THE foam factory had started its twice-daily pour and the injecting valves malfunctioned. The consequences: extra labour costs, raw materials, waste charges and delayed customer delivery. A computerised maintenance management system (CMMS) could have prevented the incident and brought continuous improvement.
A CMMS records equipment maintenance plans and equipment history. With the example above, your spreadsheet could be transferred into the CMMS. You could set up services with different frequencies: a monthly service for cleaning; and a two-monthly service including cleaning and seal replacement.
Defining the two-monthly service is simple using the maintenance policy function in MEX. There are only a few fields to complete as shown in Fig. 1. The frequency “every 2 months” can be seen in the middle of the form. Users can be more specific defining trades, spares and tasks.

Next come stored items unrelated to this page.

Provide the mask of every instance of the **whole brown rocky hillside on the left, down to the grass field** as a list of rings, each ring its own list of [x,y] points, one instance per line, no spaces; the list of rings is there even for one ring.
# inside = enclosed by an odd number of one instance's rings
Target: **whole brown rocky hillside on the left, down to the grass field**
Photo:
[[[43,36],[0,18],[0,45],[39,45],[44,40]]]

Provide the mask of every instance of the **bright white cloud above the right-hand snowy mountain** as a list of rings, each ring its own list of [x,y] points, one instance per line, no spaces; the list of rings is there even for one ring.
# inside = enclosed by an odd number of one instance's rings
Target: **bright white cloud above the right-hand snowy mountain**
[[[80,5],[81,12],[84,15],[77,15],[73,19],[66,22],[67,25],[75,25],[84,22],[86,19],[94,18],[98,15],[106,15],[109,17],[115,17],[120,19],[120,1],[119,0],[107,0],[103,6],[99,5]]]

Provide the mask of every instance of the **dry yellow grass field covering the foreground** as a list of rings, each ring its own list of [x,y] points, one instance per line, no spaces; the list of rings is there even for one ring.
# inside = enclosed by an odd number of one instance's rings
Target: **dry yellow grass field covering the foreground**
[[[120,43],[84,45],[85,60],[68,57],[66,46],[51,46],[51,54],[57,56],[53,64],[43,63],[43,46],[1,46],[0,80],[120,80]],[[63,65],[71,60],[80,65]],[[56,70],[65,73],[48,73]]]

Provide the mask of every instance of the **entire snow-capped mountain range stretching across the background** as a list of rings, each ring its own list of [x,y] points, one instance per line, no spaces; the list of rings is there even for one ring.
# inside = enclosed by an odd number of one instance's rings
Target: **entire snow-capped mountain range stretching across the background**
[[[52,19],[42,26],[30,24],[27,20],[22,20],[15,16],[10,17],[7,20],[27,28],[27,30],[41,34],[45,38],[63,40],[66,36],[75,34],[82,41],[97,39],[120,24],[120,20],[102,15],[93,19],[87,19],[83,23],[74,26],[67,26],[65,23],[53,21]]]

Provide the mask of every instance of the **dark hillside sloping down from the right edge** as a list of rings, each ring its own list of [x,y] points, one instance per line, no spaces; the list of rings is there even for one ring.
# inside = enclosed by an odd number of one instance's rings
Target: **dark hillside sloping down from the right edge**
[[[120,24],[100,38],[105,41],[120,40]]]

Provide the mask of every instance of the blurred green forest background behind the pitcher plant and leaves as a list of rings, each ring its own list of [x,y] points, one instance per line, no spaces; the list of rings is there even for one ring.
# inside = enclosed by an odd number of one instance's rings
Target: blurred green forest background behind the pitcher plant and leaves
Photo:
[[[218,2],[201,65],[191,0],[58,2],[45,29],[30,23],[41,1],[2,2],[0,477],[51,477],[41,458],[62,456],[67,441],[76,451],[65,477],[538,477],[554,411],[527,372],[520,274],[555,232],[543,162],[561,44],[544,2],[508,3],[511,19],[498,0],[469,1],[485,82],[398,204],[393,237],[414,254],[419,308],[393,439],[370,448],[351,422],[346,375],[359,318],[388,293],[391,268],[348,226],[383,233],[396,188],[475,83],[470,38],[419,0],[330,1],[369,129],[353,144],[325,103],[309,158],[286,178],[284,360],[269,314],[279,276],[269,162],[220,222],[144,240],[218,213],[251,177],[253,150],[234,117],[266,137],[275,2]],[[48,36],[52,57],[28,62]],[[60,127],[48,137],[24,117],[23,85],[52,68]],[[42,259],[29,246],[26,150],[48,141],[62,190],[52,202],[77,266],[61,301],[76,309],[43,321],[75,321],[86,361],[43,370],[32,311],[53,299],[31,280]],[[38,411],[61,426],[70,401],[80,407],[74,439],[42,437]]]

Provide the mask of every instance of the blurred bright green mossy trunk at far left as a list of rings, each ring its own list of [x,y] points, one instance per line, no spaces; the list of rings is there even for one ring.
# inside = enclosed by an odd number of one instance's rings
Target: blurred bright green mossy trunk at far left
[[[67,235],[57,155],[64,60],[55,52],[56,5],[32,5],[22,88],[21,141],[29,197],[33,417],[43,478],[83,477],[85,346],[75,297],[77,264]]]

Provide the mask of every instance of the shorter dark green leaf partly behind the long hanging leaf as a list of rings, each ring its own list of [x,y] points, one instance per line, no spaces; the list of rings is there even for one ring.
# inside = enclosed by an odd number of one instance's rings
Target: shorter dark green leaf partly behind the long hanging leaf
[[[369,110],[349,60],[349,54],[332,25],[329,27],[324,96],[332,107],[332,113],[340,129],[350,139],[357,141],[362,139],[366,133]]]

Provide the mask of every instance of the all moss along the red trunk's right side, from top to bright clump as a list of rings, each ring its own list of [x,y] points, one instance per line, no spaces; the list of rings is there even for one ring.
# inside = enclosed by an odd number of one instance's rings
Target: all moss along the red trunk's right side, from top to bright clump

Just before each service is due, the CMMS prints a work order with the pre-defined tasks. When two services fall around the same time, the two-monthly takes priority. If a service is done late, the system adjusts the next occurrence automatically so that the next services are prompted only after the defined time. This optimises PM because it is done just when needed and not earlier. By using an integrated spares inventory management module, spare parts are ordered only when needed, further controlling costs.
When services are completed, the equipment records are automatically updated with details of work. Management can review complete history for all equipment to identify any emerging issues. The information is available immediately without the need to sift through paper records. Critical management decisions about future repair or replacement can then be made based on facts.
A work history is like an insurance policy. It will show, if needed, the plan, how it was followed and whether maintenance recommended by manufacturers, or reasonably expected maintenance, has been done.